The four types of intellectual property are trade secrets, trademark, copyright, and patent. Securing the correct protection for your assets is very important, which is why consulting an experienced attorney is a must!
Trade secrets are specific, private information that is important to the creator or owner because it gives the owner a competitive advantage in the marketplace. In order to establish information as a “trade secret” and to receive the legal protections associated with them, the owner of a trade secret must actively behave in a manner that demonstrates their desire to protect the information.
Trade secrets are protected without official registration; however, when the rights of an owner are used without permission, i.e., infringed or misappropriated, the owner may ask a court to prevent the infringer from using the trade secret.
Trademarks are words, phrases, or symbols that identify the source of a product or service. As examples, take Nike® and the Nike® logo, the “swoosh,” both of which are recognized by nearly everyone. It is clear that when either of these trademarks are used on a product who created it. Trademark rights come from the use of the trademark and those rights can be held indefinitely.
Copyright protects original works of authorship that include literary works, music, art, photography, computer code, and many others. Copyright protections are automatic which means once you create something, the copyright is yours. However, if your copyright is infringed and you wish to file a lawsuit and recover damages, then you need to have previously registered for federal protection.

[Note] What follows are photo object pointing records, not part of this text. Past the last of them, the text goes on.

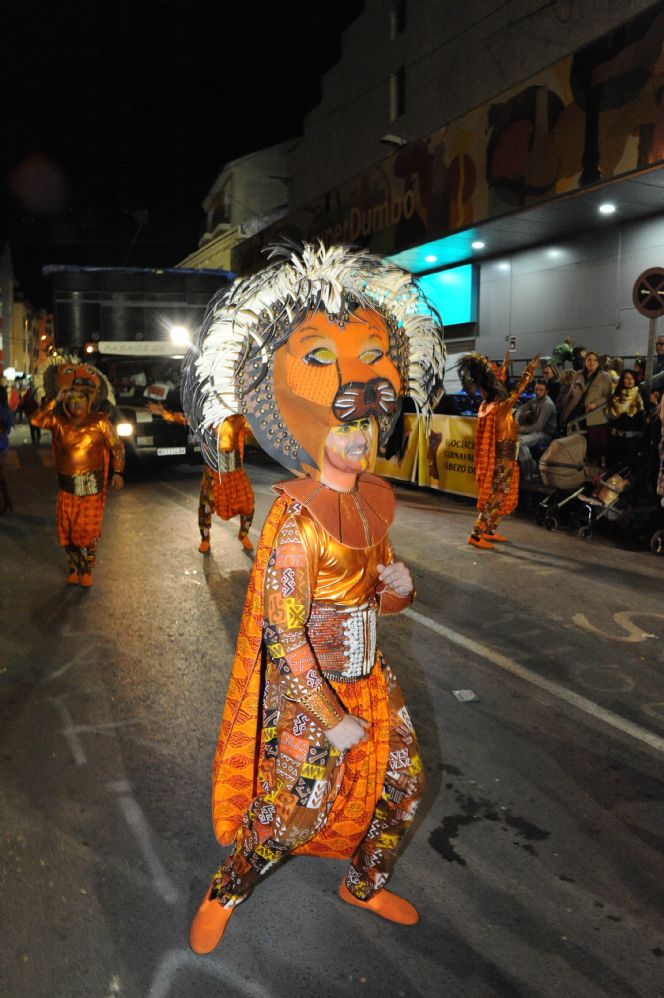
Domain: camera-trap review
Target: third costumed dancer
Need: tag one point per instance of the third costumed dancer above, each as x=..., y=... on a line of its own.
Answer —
x=496, y=434
x=316, y=753
x=226, y=490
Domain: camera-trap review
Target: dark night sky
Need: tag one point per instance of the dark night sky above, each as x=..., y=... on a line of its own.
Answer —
x=111, y=108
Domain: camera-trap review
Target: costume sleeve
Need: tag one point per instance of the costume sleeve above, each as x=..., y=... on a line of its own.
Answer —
x=524, y=381
x=175, y=417
x=114, y=444
x=389, y=602
x=287, y=602
x=45, y=418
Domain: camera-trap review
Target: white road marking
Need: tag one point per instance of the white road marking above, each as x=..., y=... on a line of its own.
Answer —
x=138, y=823
x=69, y=731
x=78, y=659
x=179, y=959
x=561, y=692
x=622, y=619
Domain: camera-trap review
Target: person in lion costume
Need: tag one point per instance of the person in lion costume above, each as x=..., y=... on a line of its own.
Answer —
x=316, y=752
x=78, y=403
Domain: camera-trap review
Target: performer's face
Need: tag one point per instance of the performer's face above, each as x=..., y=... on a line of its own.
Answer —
x=351, y=447
x=81, y=380
x=76, y=404
x=328, y=374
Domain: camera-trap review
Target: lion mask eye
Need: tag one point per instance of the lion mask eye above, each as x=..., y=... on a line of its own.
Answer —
x=320, y=357
x=371, y=355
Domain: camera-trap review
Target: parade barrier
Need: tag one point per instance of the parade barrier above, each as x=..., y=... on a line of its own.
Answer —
x=442, y=457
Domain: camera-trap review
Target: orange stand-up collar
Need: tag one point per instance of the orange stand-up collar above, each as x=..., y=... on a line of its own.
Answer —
x=358, y=519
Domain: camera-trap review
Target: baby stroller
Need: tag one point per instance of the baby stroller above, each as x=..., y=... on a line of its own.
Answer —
x=563, y=471
x=580, y=497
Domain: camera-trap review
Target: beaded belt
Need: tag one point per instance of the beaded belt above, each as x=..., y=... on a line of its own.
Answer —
x=506, y=449
x=90, y=483
x=229, y=460
x=344, y=639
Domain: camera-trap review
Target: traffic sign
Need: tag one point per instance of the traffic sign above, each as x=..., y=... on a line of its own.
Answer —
x=648, y=293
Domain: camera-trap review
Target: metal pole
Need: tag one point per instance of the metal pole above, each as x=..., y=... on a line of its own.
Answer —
x=650, y=356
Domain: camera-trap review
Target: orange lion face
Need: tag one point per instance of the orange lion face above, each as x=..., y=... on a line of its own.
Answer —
x=330, y=373
x=80, y=387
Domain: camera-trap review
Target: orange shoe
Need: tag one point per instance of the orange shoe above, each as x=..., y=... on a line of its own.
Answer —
x=385, y=904
x=479, y=542
x=209, y=925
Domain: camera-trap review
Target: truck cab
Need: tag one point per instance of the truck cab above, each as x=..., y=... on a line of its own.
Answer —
x=136, y=325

Patent is used to protect inventions (or discoveries) that are new, non-obvious, and useful, such as a new process, machine, article of manufacture, or composition of matter. A patent owner is able to prevent everyone else from using, making, or selling the invention without permission.
Good business names and trademarks are those that are considered “distinct” under trademark law. The most distinct marks are coined words, for example, Exxon®, Polaroid®, and Xerox,® and the weakest are words that merely describe or are the generic name for your goods and services.